Intermission 014: ch'a' miei lamenti

Màu nền
Font chữ
Font size
Chiều cao dòng


Nadia seketika merasa kamar itu seperti sudah ditinggal penghuninya ketika ia menuju sisi tempat Celia terbaring.

Kamar yang mereka bagi bertiga selama sekian tahun mereka menempuh pendidikan di Cosmo Ostina itu begitu dingin. Alih-alih sinar matahari pagi yang nantinya akan datang dari ufuk timur pun tidak cukup untuk membuat kamar itu hangat lagi.

Nadia berdiri di ambang pintu, menghela napas panjang ketika pandangannya beralih ke sekeliling kamar itu dari ujung ke ujung.
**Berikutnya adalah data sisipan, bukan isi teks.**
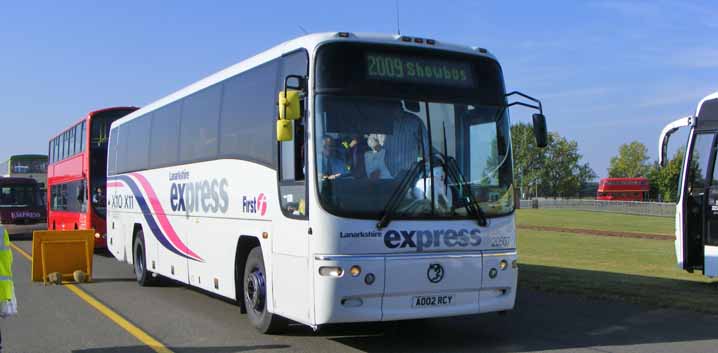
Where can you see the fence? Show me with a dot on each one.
(660, 209)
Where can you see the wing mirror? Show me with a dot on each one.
(540, 130)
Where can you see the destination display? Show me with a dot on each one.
(418, 70)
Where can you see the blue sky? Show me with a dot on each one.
(608, 72)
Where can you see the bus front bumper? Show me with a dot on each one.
(24, 229)
(413, 286)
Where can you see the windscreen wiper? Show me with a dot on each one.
(399, 194)
(470, 202)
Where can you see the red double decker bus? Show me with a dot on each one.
(622, 189)
(77, 173)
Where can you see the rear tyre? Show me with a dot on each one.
(255, 296)
(143, 276)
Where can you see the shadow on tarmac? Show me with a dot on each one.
(540, 321)
(140, 349)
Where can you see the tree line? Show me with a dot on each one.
(559, 170)
(554, 171)
(632, 161)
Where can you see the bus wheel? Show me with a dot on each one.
(144, 277)
(255, 295)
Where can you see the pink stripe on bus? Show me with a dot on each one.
(162, 218)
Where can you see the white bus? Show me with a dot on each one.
(697, 208)
(334, 178)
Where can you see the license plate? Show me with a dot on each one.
(425, 301)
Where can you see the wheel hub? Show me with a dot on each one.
(256, 290)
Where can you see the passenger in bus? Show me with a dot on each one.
(332, 165)
(374, 162)
(403, 144)
(357, 147)
(98, 198)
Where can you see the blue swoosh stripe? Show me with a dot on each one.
(148, 215)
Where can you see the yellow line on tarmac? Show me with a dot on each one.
(144, 337)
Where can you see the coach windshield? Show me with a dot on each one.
(431, 130)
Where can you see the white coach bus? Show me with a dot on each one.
(334, 178)
(697, 208)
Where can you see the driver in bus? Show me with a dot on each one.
(331, 165)
(374, 158)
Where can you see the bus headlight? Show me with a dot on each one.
(331, 271)
(369, 279)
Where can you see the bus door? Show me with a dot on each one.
(292, 282)
(700, 201)
(710, 238)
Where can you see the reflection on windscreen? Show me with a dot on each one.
(367, 146)
(17, 195)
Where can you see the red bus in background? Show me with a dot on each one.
(622, 189)
(77, 173)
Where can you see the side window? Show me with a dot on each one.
(121, 149)
(165, 136)
(78, 138)
(292, 187)
(62, 146)
(248, 114)
(698, 165)
(138, 140)
(112, 153)
(75, 196)
(55, 145)
(200, 118)
(82, 140)
(71, 133)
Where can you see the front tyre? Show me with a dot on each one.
(143, 276)
(255, 295)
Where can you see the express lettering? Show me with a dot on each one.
(424, 239)
(209, 196)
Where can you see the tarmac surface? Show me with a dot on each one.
(56, 319)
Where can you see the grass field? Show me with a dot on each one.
(635, 270)
(595, 220)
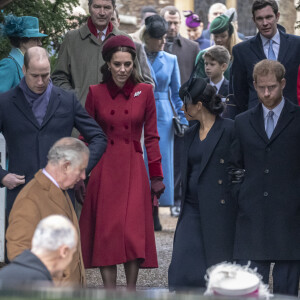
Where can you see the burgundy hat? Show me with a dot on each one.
(192, 20)
(115, 42)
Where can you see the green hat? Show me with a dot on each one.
(21, 27)
(220, 24)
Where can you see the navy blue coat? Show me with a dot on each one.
(28, 143)
(250, 52)
(268, 219)
(25, 269)
(216, 206)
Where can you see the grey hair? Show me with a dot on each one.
(113, 2)
(68, 149)
(53, 232)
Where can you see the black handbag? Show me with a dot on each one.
(178, 127)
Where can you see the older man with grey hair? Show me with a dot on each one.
(46, 194)
(53, 246)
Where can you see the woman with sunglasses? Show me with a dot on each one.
(205, 229)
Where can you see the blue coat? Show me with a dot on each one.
(166, 76)
(250, 52)
(28, 143)
(11, 70)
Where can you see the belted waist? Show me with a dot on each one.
(161, 95)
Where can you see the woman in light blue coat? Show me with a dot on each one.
(23, 33)
(165, 72)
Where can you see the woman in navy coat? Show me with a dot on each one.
(206, 225)
(165, 73)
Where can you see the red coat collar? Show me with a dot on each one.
(93, 28)
(114, 90)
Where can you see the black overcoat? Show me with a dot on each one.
(217, 208)
(268, 220)
(28, 142)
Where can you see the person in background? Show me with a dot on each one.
(194, 27)
(206, 225)
(46, 194)
(165, 72)
(140, 52)
(224, 34)
(216, 60)
(23, 33)
(79, 59)
(53, 245)
(116, 221)
(215, 10)
(146, 12)
(179, 46)
(270, 42)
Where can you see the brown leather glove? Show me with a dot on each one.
(157, 187)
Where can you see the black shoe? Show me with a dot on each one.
(175, 211)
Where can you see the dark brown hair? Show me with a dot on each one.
(106, 72)
(259, 4)
(266, 67)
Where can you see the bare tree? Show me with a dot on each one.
(287, 15)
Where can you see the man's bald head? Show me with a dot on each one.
(35, 53)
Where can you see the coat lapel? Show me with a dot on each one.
(257, 48)
(286, 116)
(216, 133)
(54, 102)
(24, 107)
(257, 122)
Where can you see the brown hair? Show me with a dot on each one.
(219, 54)
(106, 72)
(266, 67)
(259, 4)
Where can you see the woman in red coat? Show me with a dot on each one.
(116, 221)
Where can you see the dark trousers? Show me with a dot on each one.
(178, 149)
(285, 274)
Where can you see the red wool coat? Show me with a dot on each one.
(116, 220)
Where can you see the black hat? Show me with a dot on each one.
(193, 90)
(156, 26)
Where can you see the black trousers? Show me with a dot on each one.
(285, 274)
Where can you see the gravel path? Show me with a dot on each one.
(148, 278)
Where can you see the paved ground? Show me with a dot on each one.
(148, 278)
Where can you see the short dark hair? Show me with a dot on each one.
(172, 10)
(106, 72)
(266, 67)
(113, 2)
(259, 4)
(219, 54)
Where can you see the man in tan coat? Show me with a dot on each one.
(46, 194)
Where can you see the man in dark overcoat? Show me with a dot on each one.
(267, 148)
(270, 42)
(33, 116)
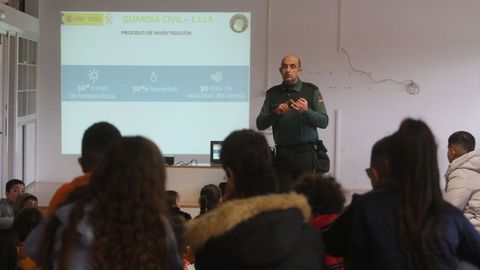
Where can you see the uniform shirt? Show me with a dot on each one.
(293, 128)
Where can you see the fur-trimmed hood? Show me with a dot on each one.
(232, 213)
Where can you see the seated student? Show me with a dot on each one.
(173, 203)
(378, 172)
(118, 221)
(25, 200)
(406, 224)
(13, 188)
(178, 225)
(327, 199)
(210, 198)
(336, 237)
(463, 176)
(96, 140)
(25, 221)
(8, 249)
(254, 228)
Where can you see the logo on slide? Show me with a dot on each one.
(94, 75)
(239, 23)
(217, 76)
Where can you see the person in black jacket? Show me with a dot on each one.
(254, 228)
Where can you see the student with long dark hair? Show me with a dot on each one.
(406, 224)
(118, 221)
(255, 228)
(210, 198)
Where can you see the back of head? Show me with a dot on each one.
(415, 177)
(127, 197)
(462, 139)
(25, 221)
(413, 159)
(132, 175)
(96, 139)
(210, 197)
(11, 183)
(8, 249)
(246, 154)
(325, 195)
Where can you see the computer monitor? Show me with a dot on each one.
(215, 148)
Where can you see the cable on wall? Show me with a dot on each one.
(411, 86)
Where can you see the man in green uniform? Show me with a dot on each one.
(295, 110)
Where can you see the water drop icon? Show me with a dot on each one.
(153, 77)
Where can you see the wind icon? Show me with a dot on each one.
(153, 77)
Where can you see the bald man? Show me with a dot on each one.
(295, 110)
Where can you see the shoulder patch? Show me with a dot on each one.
(311, 85)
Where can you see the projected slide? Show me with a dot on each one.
(181, 79)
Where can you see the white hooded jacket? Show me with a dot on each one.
(463, 186)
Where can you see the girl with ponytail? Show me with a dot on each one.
(256, 228)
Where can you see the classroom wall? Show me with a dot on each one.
(432, 42)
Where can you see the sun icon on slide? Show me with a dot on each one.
(94, 75)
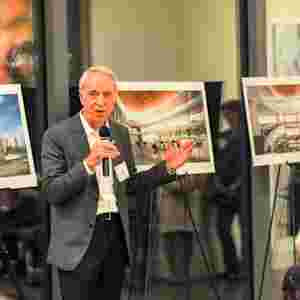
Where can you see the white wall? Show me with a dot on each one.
(167, 40)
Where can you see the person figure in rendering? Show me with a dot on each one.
(90, 239)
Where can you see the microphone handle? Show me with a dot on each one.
(105, 167)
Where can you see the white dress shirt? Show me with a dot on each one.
(107, 199)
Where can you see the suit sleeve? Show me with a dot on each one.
(60, 182)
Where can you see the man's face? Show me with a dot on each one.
(98, 97)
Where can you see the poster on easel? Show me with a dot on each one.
(16, 161)
(273, 117)
(160, 113)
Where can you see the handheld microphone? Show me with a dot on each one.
(105, 133)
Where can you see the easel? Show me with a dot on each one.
(203, 252)
(270, 226)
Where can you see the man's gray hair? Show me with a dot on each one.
(97, 69)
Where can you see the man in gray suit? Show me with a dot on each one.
(89, 182)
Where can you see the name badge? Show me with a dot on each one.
(122, 171)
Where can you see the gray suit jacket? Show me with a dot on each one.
(73, 194)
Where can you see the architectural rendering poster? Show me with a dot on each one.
(16, 162)
(284, 47)
(159, 113)
(273, 116)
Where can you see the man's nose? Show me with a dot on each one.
(100, 100)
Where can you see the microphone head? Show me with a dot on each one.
(105, 132)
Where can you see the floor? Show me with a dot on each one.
(163, 288)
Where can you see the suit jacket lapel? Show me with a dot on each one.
(80, 141)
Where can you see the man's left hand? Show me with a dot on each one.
(176, 156)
Tirai tertutup yang membatasi kamarnya dan Sharon tetap tertutup, lagi Nadia tahu Sharon tidak ada di sana. Sisi bagian Celia sengaja dibuka karena Nadia butuh memeriksa Celia yang beristirahat dari waktu ke waktu, juga agar Fiore lebih mudah menanganinya.

Fiore bilang, Celia akan baik-baik saja dan tidak butuh waktu lama untuknya pulih karena Celia sudah menyetop sihir Sharon yang mengenainya dengan caranya sendiri. Fiore tidak menjelaskan caranya, tapi Nadia sudah tahu apa yang akan Celia lakukan.

Dua belas tahun mereka bertiga bersama, mereka tahu warna dan teknik sihir masing-masing, hingga mereka hafal segala kelebihan dan kekurangan masing-masing. Bila 'Nymph' yang merasuki Sharon menggunakan Permutasi Sharon, pastinya Sharon menyerang Celia dengan selubung elemen kegelapannya. Kalau efek sihir itu mengenai organ vital, atau tidak ditangani seiring waktu berjalan, tentu itu akan menggerogoti Celia perlahan. Satu-satunya cara yang paling cepat untuk menghentikan pengaruh sihir itu adalah menghentikan sumber racun dari mengikis lukanya, dan yang dilakukan Celia adalah menggunakan sihir apinya untuk menutup luka itu paksa.

Nadia sudah sengaja tidak melihat saat Celia diobati agar dia tidak membayangkan rasa sakit itu—rasa sakit ketika seorang terdekat denganmu menyerangmu, walau itu atas pengaruh orang lain sekali pun, tidak bisa diabaikan kalau 'mereka' memakai 'temanmu' sebagai jembatan untuk melukaimu. Rasa sakit ketika api menjalar di luka terbuka, bukan sebuah teknik pengobatan yang seharusnya dilakukan secara gegabah.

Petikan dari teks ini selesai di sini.